The first think we need to do when working with a data set is make sure the data is in the same place as our code.
click “session”
“set working directory” > “change directory”
Then choose the folder in which you saved the data set.
You are now ready to import the data and take a look at the variables contained in the set.
sleep=read.csv("SleepStudy.csv", header=TRUE)
head(sleep)
Next, let’s make sure we have the tools we need to analyze the data.
We will start with a tool to help us better work with the data set.
#only need to run this once
install.packages("dplyr", dependencies=TRUE)
If you have already installed dplyr before, please just use the following.
library(dplyr)
Attaching package: <U+393C><U+3E31>dplyr<U+393C><U+3E32>
The following objects are masked from <U+393C><U+3E31>package:stats<U+393C><U+3E32>:
filter, lag
The following objects are masked from <U+393C><U+3E31>package:base<U+393C><U+3E32>:
intersect, setdiff, setequal, union
We will use ggplot2 for graphics. Run the following command to load the ggplot package (we have already installed it).
#only need to run this once
install.packages("ggplot2")
If you have already installed ggplot2, please use the following.
library(ggplot2)
Exploratory Analysis: We will take a look at the data using graphical and numerical tools.
Categorical Data Analysis
LarkOwl vs. Alcohol use, for example, will give us a sense of whether alcohol use is related to when students are awake/asleep. We can begin this exploration with a bar graph.
ggplot(sleep, aes(AlcoholUse, fill=LarkOwl))+geom_bar(position = "dodge")
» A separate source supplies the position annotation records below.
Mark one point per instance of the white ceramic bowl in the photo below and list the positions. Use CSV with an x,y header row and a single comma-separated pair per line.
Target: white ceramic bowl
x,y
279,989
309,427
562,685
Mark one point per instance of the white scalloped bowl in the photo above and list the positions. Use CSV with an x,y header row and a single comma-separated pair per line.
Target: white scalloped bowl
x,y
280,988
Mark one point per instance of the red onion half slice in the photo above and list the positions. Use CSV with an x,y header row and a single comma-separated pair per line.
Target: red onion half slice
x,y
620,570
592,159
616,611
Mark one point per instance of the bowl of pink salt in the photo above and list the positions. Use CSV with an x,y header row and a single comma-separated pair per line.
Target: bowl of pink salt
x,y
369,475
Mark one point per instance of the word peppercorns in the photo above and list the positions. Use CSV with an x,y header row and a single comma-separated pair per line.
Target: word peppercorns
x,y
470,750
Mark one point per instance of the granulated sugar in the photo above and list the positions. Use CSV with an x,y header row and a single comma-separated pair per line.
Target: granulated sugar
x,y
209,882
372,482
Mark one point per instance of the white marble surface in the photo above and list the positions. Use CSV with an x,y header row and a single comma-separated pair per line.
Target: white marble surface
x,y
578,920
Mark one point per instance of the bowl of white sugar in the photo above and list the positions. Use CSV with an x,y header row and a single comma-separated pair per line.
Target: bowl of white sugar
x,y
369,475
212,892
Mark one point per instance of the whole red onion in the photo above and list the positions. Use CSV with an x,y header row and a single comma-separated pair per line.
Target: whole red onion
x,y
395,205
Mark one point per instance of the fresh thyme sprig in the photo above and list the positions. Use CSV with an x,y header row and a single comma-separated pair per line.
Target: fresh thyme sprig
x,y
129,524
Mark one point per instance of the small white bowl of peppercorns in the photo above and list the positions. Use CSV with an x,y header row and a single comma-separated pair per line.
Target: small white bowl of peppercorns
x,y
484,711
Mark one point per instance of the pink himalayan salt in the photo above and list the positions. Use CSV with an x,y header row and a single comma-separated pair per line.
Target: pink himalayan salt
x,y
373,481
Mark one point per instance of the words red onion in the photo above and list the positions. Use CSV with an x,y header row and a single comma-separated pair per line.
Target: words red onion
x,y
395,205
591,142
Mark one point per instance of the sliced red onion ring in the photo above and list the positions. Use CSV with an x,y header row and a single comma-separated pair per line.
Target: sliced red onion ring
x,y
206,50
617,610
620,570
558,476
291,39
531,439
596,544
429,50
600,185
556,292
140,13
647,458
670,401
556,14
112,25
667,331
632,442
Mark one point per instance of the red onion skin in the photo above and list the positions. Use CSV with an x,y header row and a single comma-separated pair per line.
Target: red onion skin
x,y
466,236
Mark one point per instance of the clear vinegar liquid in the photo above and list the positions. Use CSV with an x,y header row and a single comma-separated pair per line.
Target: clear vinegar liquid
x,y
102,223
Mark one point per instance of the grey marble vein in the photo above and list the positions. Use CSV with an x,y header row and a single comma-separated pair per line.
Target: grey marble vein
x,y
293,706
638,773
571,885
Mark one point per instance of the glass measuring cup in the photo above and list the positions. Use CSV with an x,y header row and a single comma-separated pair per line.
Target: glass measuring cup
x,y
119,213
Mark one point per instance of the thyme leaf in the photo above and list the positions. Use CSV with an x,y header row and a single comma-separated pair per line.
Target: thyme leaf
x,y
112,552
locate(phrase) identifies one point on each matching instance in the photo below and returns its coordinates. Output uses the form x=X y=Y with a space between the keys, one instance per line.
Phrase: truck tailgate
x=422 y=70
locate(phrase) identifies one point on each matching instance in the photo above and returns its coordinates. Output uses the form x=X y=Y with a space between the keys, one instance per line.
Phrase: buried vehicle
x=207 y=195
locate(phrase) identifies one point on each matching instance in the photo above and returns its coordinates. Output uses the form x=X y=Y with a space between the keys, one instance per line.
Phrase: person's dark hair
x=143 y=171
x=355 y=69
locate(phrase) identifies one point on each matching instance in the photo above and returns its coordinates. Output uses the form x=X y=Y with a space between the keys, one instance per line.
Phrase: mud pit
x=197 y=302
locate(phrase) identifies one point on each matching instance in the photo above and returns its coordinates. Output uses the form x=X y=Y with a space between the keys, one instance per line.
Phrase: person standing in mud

We can use the following command to group
sleep %>%
group_by(AlcoholUse,LarkOwl) %>%
summarize(n())
**Optional: Put the results into a two way table:
table=matrix(c(6,20,8,2,10,4,19,59,5,14,74,32),nrow=4,ncol=3, byrow=TRUE)
rownames(table)=c("Abstain","Heavy","Light","Moderate")
colnames(table)=c("Lark","Neither","Owl")
table
Lark Neither Owl
Abstain 6 20 8
Heavy 2 10 4
Light 19 59 5
Moderate 14 74 32
Quantitative Data Analysis
Histogram of Sleep Quality
qplot(sleep$PoorSleepQuality,
geom="histogram",
binwidth = 1,
fill=I("tomato3"))

Boxplot of Sleep Quality
ggplot(sleep, aes(x="",y = PoorSleepQuality)) +
geom_boxplot()+
ggtitle("Sleep Quality Score")

Summary of Sleep Quality
summary(sleep$PoorSleepQuality)
Min. 1st Qu. Median Mean 3rd Qu. Max.
1.000 4.000 6.000 6.257 8.000 18.000
Standard Deviation of Sleep Quality
sd(sleep$PoorSleepQuality)
[1] 2.919761
Histogram of Anxiety
qplot(sleep$AnxietyScore,
geom="histogram",
binwidth = 1,
fill=I("khaki1"))

Boxplot of Anxiety
ggplot(sleep, aes(x="",y = AnxietyScore)) +
geom_boxplot()+
ggtitle("Anxiety Score College Students")

Summary of Anxiety
summary(sleep$AnxietyScore)
Min. 1st Qu. Median Mean 3rd Qu. Max.
0.000 1.000 4.000 5.372 8.000 26.000
Standard Deviation of Anxiety
sd(sleep$AnxietyScore)
[1] 5.197327
**Optional: Multivariable Plots
Quality of Sleep by type Lark, Neither, Owl
ggplot(sleep, aes(x=LarkOwl,y = PoorSleepQuality)) +
geom_boxplot()+
ggtitle("Poor Sleep Quality of College Students")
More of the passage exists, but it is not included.